Much has changed since then, and the value and importance of links has grown with the diversity and richness of the web.
The BBC Strategy Review [1.40MB PDF] recently unveiled by director general Mark Thompson set as one of its goals a major increase in outbound links from the BBC website - a doubling of the number of "click-throughs" to external sites from 10 million to 20 million a month by 2013.
Elsewhere, there has been a detailed debate, specifically about how we link to articles in scientific journals. If you want to catch up with that, it's been taking place at Ben Goldacre's tumblelog and in Paul Bradshaw's post at the Online Journalism Blog.
So for various reasons it feels like high time to take stock.
This is a summary of the current guidance (some of it a reminder of existing best practice), which I sent round to BBC News website journalists a few months ago:
• Related links matter: They are part of the value you add to your story - take them seriously and do them well; always provide the link to the source of your story when you can; if you mention or quote other publications, newspapers, websites - link to them; you can, where appropriate, deep-link; that is, link to the specific, relevant page of a website.
• Add relevant links into the text of background and analysis articles, such as this collection of backgrounders on coping with financial difficulties.
• Where we have previously copied PDFs (for full versions of official reports and documents, for example) and put them on our own servers, we should now consider in each case whether to simply link to PDFs in their native location - with the proviso that if it's likely to be a popular story, we may need to let the site know of possible increased demand.
• Make use of the new "See Also" blog which has been providing a daily run-down of debate in the newspapers and elsewhere about the topical issue of the day, and which we use to enhance our own stories with links to off-site comment and analysis.
On linking to science papers in particular, we don't currently have a specific policy, but the simplest principle would seem to be that we should find and provide the most relevant and useful links at time of writing, wherever they are - whether it's an abstract of a scientific paper, the paper itself, or a journal.
But overall, whether it's linking to science papers, or linking in general, we want to find the best approach.
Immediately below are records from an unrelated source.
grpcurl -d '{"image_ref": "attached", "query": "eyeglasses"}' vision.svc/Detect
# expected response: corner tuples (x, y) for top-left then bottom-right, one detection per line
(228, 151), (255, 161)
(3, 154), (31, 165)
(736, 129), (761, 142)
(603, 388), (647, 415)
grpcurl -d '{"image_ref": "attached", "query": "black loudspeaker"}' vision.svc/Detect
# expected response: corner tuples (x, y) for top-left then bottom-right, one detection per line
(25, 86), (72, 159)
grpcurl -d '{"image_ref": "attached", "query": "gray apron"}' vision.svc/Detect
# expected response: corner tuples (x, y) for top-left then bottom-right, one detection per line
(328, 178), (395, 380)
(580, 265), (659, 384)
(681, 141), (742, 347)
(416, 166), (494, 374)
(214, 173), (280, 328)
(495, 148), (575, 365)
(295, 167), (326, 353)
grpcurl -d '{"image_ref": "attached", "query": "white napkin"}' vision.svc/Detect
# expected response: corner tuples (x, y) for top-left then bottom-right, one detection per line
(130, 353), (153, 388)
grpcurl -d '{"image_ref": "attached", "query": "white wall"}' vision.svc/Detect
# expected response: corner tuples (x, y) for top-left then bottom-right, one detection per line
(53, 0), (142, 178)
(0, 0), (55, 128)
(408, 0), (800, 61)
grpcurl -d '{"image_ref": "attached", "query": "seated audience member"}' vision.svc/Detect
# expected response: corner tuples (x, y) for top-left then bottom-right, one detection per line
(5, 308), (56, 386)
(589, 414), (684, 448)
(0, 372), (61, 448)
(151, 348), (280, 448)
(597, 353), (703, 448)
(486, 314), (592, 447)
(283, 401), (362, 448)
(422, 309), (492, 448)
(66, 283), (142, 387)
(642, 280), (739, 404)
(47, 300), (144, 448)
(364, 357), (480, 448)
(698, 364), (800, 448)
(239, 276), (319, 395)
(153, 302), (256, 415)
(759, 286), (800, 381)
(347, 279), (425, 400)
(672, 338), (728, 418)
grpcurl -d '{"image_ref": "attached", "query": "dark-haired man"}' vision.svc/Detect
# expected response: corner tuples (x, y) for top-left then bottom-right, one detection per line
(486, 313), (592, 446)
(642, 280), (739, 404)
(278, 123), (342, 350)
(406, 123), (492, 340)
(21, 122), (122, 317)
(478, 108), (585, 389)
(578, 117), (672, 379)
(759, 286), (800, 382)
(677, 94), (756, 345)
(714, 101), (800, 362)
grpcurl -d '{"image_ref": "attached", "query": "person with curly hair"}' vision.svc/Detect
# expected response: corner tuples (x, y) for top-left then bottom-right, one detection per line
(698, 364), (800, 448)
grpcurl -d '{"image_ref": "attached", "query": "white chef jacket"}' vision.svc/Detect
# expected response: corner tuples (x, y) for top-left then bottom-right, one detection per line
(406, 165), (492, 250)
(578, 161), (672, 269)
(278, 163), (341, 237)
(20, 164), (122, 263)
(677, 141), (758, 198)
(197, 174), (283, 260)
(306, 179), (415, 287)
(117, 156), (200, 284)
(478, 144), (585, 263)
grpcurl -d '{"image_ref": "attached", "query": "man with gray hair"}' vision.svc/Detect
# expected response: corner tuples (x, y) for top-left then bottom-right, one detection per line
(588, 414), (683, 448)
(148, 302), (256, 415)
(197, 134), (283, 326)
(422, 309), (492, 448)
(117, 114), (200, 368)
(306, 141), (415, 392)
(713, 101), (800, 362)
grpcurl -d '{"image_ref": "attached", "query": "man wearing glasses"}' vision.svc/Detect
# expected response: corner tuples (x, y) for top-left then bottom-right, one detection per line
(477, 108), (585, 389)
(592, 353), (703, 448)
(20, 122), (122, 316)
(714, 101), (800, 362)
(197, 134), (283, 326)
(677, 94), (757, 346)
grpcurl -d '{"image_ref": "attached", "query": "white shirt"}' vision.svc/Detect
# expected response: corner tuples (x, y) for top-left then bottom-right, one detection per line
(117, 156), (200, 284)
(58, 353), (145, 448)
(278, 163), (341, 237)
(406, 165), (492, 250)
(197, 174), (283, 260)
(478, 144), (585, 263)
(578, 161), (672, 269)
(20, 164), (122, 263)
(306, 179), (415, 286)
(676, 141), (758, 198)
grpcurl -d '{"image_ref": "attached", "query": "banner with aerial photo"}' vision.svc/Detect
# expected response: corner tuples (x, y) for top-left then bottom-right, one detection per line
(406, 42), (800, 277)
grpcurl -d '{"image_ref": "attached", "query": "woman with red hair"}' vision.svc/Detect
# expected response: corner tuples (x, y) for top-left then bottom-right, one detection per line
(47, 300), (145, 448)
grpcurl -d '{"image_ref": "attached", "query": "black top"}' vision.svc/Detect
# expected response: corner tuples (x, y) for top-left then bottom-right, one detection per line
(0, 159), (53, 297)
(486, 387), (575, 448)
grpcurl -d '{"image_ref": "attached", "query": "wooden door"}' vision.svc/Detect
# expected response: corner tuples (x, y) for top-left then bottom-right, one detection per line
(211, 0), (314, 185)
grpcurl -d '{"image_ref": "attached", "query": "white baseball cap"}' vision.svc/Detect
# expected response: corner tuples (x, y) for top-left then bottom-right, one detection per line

So here are a few questions we'd love to know the answers to:
• Which external (that is, non-BBC) links do you value most on our stories? (For example, links to the source material for government reports and science papers; links to other related news coverage; related commentary and analysis.)
• Where do you think the links should live? Separated slightly from the story text (for example, in a box alongside the text) or embedded within the text itself? Would it bother you if we put links - whether to our own content or articles elsewhere - into the body text of all our stories, or do you wish we'd done that ages ago?